Third, key to the successful use of deception involved the use of press and the media in the projection of heavy buildup of Marines in the Gulf, which eventually led Saddam Hussein to believe of an amphibious assault. Shortly after Iraq invaded Kuwait in August 1990, the U. S. deployed 2,500 Marines aboard USS Inchon. This was followed shortly by the extensive press coverage of 15,000 members of the Marine Expeditionary Brigade aboard 13 different ships leading Saddam to be certain of an amphibious attack.

This led Iraq to position forces on the beaches to overcome an anticipated amphibious landing which never happened, proof that the denial and deception operation worked (Dunnigan, 1995). Other methods of deception include using a series of loudspeakers that broadcast a massive fleet of tanks, trucks and helicopters to confuse Iraqi scouts into believing that a large force was present.
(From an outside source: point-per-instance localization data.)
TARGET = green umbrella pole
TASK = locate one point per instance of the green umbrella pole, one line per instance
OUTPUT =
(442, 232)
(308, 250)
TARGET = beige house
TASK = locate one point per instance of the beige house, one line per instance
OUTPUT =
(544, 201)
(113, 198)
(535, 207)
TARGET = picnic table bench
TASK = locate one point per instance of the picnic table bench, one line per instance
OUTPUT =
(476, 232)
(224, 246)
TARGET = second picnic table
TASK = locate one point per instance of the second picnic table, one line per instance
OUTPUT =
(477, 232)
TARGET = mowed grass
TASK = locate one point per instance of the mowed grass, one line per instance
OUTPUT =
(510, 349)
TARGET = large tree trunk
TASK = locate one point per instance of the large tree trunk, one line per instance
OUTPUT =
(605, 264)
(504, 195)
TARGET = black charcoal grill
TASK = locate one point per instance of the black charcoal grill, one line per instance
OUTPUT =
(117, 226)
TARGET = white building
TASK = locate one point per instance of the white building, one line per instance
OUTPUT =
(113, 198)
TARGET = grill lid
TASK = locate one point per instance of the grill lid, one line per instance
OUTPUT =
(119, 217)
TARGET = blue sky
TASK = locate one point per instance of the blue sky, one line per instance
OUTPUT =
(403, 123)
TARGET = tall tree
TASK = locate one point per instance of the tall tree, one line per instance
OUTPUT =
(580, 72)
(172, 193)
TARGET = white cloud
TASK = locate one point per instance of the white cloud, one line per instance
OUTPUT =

Enemy’s Effective Use of Denial and Deception in Operation Allied Force For the world’s most technologically-sophisticated nation, the U. S. ’ increasing confidence and belief in its fire power makes it vulnerable to the use of denial and deception by the adversary. An example would be its failed bid to counter the denial and deception strategies employed by Serbs against NATO forces in Kosovo. The Serbs used deception techniques to humiliate NATO and affecting world opinion in their favor (DOD, 2001). The salient feature of the Serbs’ success is that it was well-documented and actually became a source of humiliation for OAF’s planners and implementers.

First, it successfully deceived Allied aircraft into assaulting various decoy targets, thereby reducing its air power. By manufacturing fires from plywood and canvass and creating false thermal images with them, NATO aircraft were lured into targeting those decoys. Second, the Serbs used the media to influence international public opinion. One example is leading the media to cover only nonmilitary targets hit by NATO forces and excluding from coverage military targets hit by NATO. This had the effect of undermining the victories of NATO in the war.
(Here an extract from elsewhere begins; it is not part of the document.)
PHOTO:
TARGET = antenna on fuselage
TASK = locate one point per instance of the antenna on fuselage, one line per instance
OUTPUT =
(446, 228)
Other examples were aimed to project the NATO in an inhumane or evil light, by enabling media to video bloodstained dolls to indicate the extent of civilian casualties, especially children. Third, the Serbs capitalized on using the media as a means of discrediting NATO success. These efforts proved successful because claims of the Serbs were echoed and reported in the international mainstream media. To illustrate, the Serbs ensured the presence of media to cover a large column of military vehicles numbering around 60 or 80 to project that they were not as badly hit as reported by NATO forces (Grant, 2000).
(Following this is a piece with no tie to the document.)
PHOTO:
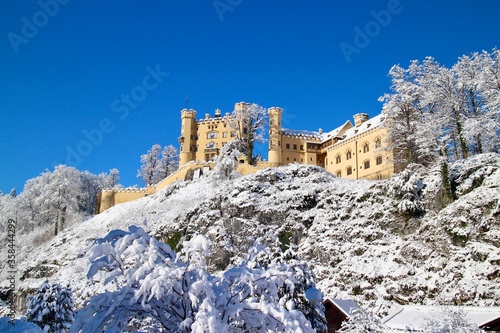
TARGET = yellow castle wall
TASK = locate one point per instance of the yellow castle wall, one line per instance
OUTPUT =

Countering Denial and Deception These historical examples provide a picture of how a superior military force like the U. S. can effectively wage a denial and deception campaign and how it can also be duped into an enemy’s campaign of denial and deception. The challenge of countering denial and deception has become apparent in the light of recent threats from Islamic fundamentalists and the looming nuclear threat from both Iran and North Korea. As U. S. dversaries launch denial and deception strategies through propaganda campaigns geared at false projections of truth, it must be able to build and upgrade its intelligence capability to overcome them. Successful countering of denial and deception from the enemy requires the usage of timely and reliable intelligence. Constant upgrading of the intelligence community’s stability to supply information about enemies’ capabilities, intentions, predispositions and actions is key to overcoming enemy deception.

The tragic experience from 9/11 earned valuable lessons for the intelligence community. The quality of intelligence is crucial and although the U. S. possesses the best-financed and technologically sophisticated intelligence community, there has been a difficulty on its part to confront priority targets by gathering reliable intelligence about them. For a powerful nation, the U. S. remains vulnerable to deception. Thus, it must hone its efforts, train personnel and dedicate attention and resources to countering deception.